After that, there's a lot of packing and signing. There's an extremely complicated system of pouches and envelopes, with ballots going straight into big gray suitcases (yes, those exist!) and sealed, never to be opened without a court order. Everything gets signed by all the judges, then transported downtown by two judges (one from each party) riding together in the front seat of the same vehicle. 

Judy and I weren't on the transport team, so we dragged ourselves to our respective cars, weighed down by uneaten snacks and a sudden dearth of adrenaline.
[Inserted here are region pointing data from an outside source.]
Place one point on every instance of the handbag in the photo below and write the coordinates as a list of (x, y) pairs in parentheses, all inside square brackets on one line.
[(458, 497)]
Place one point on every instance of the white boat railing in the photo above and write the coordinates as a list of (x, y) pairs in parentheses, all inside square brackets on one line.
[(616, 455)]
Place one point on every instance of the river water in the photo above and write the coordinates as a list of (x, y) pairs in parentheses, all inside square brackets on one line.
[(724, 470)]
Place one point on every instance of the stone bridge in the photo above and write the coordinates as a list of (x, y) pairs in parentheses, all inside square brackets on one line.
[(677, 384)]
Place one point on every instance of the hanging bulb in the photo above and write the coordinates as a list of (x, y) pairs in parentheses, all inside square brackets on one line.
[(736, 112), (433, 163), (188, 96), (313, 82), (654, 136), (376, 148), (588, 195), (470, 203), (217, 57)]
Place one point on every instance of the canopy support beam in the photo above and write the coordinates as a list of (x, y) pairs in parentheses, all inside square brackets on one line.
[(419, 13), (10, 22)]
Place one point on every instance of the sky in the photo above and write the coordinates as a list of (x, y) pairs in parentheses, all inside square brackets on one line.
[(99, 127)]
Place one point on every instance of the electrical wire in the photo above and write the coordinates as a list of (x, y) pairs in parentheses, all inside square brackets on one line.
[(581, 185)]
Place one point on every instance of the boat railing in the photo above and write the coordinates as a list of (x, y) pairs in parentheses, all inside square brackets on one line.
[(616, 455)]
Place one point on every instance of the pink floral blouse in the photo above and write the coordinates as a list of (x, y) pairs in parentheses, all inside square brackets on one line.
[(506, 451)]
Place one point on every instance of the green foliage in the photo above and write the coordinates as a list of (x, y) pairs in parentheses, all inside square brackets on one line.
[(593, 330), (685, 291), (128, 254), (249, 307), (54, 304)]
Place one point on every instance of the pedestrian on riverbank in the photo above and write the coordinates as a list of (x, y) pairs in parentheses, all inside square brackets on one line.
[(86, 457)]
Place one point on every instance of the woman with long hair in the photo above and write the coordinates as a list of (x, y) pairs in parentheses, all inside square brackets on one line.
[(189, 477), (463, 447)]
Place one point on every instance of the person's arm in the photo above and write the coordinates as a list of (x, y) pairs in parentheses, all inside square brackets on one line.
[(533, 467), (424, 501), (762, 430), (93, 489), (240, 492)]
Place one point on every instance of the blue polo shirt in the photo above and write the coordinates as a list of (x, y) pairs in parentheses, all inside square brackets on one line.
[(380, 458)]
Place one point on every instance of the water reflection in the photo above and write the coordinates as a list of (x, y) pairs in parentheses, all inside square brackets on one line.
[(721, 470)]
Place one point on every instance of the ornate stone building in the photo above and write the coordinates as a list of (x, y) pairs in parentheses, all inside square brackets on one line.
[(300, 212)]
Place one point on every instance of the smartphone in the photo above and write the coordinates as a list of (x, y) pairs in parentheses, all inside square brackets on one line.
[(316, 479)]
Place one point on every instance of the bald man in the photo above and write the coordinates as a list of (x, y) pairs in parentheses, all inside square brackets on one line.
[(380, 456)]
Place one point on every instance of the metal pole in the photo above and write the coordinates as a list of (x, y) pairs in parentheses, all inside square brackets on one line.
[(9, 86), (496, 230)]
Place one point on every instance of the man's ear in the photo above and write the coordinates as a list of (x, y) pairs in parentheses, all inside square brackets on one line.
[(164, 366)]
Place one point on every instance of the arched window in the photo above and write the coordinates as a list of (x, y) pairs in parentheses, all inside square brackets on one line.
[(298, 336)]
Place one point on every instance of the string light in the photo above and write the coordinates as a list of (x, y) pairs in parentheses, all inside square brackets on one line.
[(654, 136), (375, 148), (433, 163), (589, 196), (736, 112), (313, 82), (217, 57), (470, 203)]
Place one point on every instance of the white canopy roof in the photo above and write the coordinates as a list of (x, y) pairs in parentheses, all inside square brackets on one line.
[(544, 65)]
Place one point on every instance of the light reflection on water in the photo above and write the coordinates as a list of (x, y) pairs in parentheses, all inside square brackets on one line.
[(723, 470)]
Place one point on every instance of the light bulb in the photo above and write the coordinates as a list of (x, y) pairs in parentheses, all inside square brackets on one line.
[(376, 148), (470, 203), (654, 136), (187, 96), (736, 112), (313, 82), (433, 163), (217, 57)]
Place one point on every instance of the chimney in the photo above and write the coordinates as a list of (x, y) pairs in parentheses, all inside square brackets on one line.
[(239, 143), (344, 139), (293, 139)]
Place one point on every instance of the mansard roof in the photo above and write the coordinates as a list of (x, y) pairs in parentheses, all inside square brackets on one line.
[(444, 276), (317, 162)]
Only then did Judy ask, "Hey, did you see the results?" I had glanced one time at the top line tally on our tape, and noticed that Darren Bailey had 20ish more votes than JB Pritzker. "Well, Chicago will overwhelm that," Judy sighed.

And that's the thing: Until that moment – after the results had been finalized and driven away in sealed security containers – no one in the room had discussed the outcome of any race on the ballot. Instead, we had spent considerable time and energy making sure every qualified voter could vote, everyone who had already voted could not, and that the machine count and the paper ballot count matched up. 

I realize the system isn't perfect. But when I voted (early), I noticed the ballot included the name Don Gray, running for another term as county clerk, in charge of our elections. He is a Republican, and he was running unopposed. I had no problem coloring in the little oval next to his name.

Dusty Rhodes is a former staff writer at Illinois Times and a former reporter for NPR Illinois.